WHAT PASSES FOR FREEDOM: THE 150TH YEAR CELEBRATION OF THE EMANICIPATION PROCLAMATIONLOCATION: Schomburg/Hughes Auditorium
TIME: 5:00p  –  6:15p
MODERATOR: Christopher Paul Moore (Fighting for America: Black Soldiers – The Unsung Heroes of World War II; The Black New Yorkers: 400 Years of African American History)
PANELISTS: Nell Irvin Painter (The History of White People), Obrey Hendricks, Jr. (The Universe Bends Toward Justice: Radical Reflections on the Bible, the Church, and the Body Politic); Farah Jasmine Griffin (Who Set You Flowin'?: The African-American Migration Narrative);

African Americans have long-been ambivalent about the idea of ‘freedom’. It sometimes occurs as elusive and a benefit of the privileged. But is privilege and freedom the same? Is the elusiveness of ‘freedom’ an exclusively African American experience? What is the distinction between emancipation and freedom?

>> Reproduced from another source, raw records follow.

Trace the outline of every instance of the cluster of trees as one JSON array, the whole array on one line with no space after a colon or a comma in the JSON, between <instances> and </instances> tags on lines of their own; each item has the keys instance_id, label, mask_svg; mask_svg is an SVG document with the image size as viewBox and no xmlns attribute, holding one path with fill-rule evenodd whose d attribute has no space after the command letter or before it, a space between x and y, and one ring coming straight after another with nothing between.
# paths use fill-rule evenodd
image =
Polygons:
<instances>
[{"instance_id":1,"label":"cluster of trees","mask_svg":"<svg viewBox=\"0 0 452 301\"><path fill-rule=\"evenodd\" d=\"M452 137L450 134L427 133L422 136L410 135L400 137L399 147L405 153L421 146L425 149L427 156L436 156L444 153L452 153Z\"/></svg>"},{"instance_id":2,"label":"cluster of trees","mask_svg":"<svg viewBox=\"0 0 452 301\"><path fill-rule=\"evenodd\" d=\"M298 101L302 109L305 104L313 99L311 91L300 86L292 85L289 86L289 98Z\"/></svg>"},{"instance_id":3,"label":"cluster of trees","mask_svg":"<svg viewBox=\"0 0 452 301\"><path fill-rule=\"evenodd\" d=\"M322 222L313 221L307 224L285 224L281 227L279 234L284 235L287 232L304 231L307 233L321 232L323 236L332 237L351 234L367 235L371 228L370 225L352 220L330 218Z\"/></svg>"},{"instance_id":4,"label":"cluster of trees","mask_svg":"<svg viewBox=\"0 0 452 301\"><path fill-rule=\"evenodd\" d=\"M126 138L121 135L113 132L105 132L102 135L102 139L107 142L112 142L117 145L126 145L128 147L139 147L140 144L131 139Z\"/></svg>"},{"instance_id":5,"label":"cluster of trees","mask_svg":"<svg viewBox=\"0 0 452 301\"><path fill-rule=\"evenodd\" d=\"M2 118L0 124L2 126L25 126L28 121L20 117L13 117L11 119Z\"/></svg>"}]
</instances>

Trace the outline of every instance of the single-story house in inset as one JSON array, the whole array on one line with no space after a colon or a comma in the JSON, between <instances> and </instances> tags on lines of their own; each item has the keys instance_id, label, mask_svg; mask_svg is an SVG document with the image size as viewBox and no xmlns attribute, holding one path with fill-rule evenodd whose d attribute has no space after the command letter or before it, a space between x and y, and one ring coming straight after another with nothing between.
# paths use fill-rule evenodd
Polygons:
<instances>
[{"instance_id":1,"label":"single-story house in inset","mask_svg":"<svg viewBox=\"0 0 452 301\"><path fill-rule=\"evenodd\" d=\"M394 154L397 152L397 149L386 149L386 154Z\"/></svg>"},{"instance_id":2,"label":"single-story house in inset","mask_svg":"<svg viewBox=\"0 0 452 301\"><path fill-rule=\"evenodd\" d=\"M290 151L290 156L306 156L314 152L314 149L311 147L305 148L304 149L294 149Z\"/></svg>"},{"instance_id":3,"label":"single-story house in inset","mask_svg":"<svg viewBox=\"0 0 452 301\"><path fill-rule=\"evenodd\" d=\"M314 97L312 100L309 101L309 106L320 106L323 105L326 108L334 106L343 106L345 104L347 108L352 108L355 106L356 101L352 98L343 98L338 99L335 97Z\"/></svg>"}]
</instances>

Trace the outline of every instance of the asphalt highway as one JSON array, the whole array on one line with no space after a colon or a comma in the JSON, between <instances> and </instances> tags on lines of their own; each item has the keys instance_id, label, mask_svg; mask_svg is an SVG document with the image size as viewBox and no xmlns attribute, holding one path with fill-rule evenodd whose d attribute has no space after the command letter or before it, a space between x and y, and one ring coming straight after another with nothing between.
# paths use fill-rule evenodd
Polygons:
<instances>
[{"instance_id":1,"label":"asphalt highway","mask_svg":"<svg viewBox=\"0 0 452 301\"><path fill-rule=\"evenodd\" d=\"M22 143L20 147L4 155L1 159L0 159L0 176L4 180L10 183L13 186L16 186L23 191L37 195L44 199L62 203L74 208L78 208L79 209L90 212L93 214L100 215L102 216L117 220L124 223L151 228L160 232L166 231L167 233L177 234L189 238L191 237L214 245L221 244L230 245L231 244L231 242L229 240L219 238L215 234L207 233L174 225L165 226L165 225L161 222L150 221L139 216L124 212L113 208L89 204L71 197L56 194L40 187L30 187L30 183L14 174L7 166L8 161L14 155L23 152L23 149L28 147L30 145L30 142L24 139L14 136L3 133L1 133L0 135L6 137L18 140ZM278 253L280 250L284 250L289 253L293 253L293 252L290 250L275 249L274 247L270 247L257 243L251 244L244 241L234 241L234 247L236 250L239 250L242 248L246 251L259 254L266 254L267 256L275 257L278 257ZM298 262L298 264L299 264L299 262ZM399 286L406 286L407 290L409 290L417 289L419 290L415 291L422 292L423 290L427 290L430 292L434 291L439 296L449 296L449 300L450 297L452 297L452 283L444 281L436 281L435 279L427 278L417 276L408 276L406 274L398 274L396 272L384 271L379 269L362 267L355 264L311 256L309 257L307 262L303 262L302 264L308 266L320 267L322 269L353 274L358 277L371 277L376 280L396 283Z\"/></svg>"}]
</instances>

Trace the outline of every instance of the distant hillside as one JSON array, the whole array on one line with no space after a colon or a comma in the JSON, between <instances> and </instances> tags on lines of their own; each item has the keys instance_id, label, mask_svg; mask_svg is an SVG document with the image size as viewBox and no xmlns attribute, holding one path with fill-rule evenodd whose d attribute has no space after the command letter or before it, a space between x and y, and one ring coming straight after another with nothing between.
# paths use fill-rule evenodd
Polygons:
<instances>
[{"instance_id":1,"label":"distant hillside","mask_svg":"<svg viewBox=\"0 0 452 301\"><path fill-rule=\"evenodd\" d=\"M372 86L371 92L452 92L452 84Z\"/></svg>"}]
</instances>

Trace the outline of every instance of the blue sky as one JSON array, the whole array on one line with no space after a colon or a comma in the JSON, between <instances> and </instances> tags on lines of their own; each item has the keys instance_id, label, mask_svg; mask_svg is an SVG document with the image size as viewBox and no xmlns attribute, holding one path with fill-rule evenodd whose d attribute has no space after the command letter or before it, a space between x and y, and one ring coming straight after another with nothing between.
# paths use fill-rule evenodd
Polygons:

This is an exploration of three basic freedoms – freedom of movement (migration); freedom of religion; and the freedom of expression, within the historical price African Americans have paid for freedom – a conversation of returns against perceived investment. To what freedoms are we entitled? What freedoms do we feel have been earned? What ‘freedom’, if any, has yet to be delivered? Should the idea of freedom be re-defined to 21st century realities?